A cluster refers to a set of instances or data-points. HC can either be agglomerative (bottom-up approach) or divisive (top-down approach). The distance between each instance is calculated using some dissimilarity function. The distance between clusters is calculated using some linkage criterion. Each step of HC produces a new cluster-set, i.e., a set of clusters, from the cluster-set of the previous step.
- Supports the following linkage criteria, used to consider the dissimilarity between clusters:
- Complete (farthest neighbor), average (UPGMA), centroid, minimum energy, single (nearest neighbor), Ward’s minimum variance method.
- Provides the following external clustering evaluation criteria, used to evaluate the quality of a given cluster-set when each data-point has associated a certain label / class:
- Purity, normalized mutual information, accuracy, precision, recall, F-measure.

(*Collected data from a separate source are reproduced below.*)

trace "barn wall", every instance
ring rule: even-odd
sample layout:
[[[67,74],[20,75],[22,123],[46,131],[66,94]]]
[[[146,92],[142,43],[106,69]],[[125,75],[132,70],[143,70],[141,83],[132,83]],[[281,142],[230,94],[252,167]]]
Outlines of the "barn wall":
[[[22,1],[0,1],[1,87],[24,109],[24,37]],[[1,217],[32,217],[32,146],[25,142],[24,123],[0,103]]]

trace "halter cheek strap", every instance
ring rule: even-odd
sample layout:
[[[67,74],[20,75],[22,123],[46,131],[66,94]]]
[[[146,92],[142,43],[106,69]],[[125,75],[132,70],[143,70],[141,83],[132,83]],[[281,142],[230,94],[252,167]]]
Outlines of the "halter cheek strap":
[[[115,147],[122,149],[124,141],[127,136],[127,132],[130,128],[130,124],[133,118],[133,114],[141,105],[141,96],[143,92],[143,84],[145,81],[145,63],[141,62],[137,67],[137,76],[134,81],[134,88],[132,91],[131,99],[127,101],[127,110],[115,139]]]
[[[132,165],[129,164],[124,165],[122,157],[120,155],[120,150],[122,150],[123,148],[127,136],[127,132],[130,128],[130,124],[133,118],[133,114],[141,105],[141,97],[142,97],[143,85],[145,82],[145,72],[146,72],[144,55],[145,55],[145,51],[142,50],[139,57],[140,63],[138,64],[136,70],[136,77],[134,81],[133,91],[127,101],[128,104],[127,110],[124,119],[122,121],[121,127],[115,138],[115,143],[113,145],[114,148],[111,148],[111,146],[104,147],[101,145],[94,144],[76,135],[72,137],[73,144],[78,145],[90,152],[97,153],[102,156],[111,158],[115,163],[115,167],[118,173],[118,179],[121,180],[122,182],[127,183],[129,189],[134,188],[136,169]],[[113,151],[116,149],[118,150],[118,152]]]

- Provides the following internal clustering evaluation criteria, used to select the optimal number of clusters when no ground truth is available:
- Silhouette coefficient, Dunn index, Davies-Bouldin index, Calinski-Harabasz index, modified Gamma statistic, Xie-Beni index, within-between ratio, I-index, Xu index, RMSSD, R-squared.
- CSV export
- To export the result of clustering to a comma-separated values (CSV) file.
- D3.js export
- Export the result of clustering to a Json file that contains the hierarchical structure of the clustering procedure that can be loaded into Dendrogram Viewer to produce a dendrogram.